2D outline algorithm for projected 3D mesh

Question

Given: A 3D mesh defined with a set of vertices and triangles building up the mesh with these points.

Problem: Find the 2d outline of the projected arbitrarily rotated mesh on an arbitrary plane.

The projection is easy. The challenge lies in finding the "hull" of the projected triangle edges in the plane. I need some help with input/pointers on researching this algorithm. For simplicity, we can assume the 3D edges are projected straight down onto the xy plane.

Answer 1

1. Find the point whose x is min
2. Find all edges for this point
3. start from this point, imaging you have a stick (green), it rolls clock-wisely to find the first edge that it meets. Let's call it edge-A. edge-A
4. Look for intersections in that edge-A. Find the edge-B that causes the intersection, let's call it inter-A, this inter-A is your second outline point. edge-B
5. Let's then think, between the two points of edge-B, who is the next outline point. Link inter-A and the start point We can then "roll the stick" to find the next outline point. (candidate point 1 is the one) enter image description here
6. repeat above steps until you find points that already exist in your collection.

see a demo of finding outline for a bunny Here is an implementation of the algorithm described above.

Answer 2

Just to add: A very intuitive way to find edges in a projection is back face culling! Any edge between a culled and non-culled face should be an outline. If you want to hide interior edges, just use the z-buffer. Back face culling is simply the post projection vertex order and very cheap to compute.

Answer 3

The 2D outline of the mesh projection is a subset of the projection of its edges.

Using this observation, one can determine the 2D outline using the following method:

• the projection of every edge belonging to only one face is part of the 2D outline,
• for other edges, determine the normal vector of its adjacent faces
• calculate the dot products of those normals with the normal of the plane of projection
• the projection of this edge belongs to the 2D outline if all the signs of the dot products not the same (which means, one face is pointing towards the projection plane while at least one other doesn't, which identifies the edge as part of the outline).
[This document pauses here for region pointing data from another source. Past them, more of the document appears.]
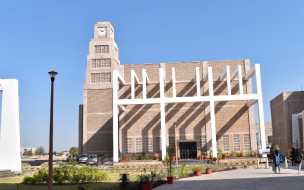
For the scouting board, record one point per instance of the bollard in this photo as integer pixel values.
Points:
(286, 164)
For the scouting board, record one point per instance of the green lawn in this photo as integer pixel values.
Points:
(11, 183)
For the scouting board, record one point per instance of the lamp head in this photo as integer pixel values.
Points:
(52, 74)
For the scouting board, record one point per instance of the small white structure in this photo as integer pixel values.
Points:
(296, 130)
(118, 104)
(10, 126)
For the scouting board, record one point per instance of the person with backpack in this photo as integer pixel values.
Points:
(298, 160)
(276, 161)
(293, 156)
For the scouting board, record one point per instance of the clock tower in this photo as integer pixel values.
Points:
(96, 131)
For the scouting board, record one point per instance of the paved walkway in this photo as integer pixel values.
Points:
(242, 179)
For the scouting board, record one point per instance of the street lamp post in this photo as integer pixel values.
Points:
(52, 75)
(176, 158)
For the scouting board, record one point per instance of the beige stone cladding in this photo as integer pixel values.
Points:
(282, 108)
(268, 131)
(143, 121)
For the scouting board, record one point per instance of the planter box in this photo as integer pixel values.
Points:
(170, 180)
(208, 171)
(147, 186)
(197, 173)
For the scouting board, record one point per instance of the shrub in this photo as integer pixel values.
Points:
(197, 168)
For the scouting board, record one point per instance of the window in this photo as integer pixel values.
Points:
(236, 142)
(149, 145)
(171, 141)
(129, 145)
(158, 145)
(226, 143)
(217, 143)
(100, 77)
(98, 63)
(102, 49)
(203, 143)
(138, 145)
(105, 49)
(246, 142)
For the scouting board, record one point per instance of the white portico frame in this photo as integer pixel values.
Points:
(211, 98)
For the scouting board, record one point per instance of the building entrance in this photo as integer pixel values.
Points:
(187, 150)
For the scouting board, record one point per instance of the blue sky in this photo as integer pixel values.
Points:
(39, 36)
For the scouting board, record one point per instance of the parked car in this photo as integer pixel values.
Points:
(83, 158)
(92, 160)
(72, 158)
(102, 158)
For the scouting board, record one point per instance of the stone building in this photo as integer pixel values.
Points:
(282, 108)
(140, 125)
(268, 131)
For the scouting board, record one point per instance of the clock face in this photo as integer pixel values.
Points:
(102, 31)
(112, 33)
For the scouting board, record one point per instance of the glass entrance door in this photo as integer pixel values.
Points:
(187, 150)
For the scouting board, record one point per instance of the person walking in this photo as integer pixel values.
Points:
(298, 160)
(276, 161)
(293, 156)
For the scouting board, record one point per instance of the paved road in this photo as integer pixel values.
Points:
(242, 179)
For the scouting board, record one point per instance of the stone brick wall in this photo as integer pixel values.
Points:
(282, 108)
(142, 121)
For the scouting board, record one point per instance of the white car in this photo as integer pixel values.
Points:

Note that this method will report all the edges that are orthogonal to the projection plane, even those which are not visible from the projection plane's point of view. For example, with a torus, it will find the interior and the exterior outlines, even when the torus is rotated in such a way that its interior hole isn't visible from the projection plane's point of view. To sort out which edges are visible, you will need some sort of visibility test. If the intended use is for user display, you can use a depth buffer computed with an orthogonal projection matrix to render the geometry from the projection plane's point-of-view and do some z-testing to determine which edges are visible from the plane. If you need precision, you will need to perform ray/triangle intersection to determine visibility.

Answer 4

I only see answers for convex solutions, so here is mine for non-convex. (It was a little confusing what was the intention.)

Take all edges from your 2D-triangles and group them. If two edges share both endpoints, they are in the same group. All groups, with only one edge, is then a part of the shell.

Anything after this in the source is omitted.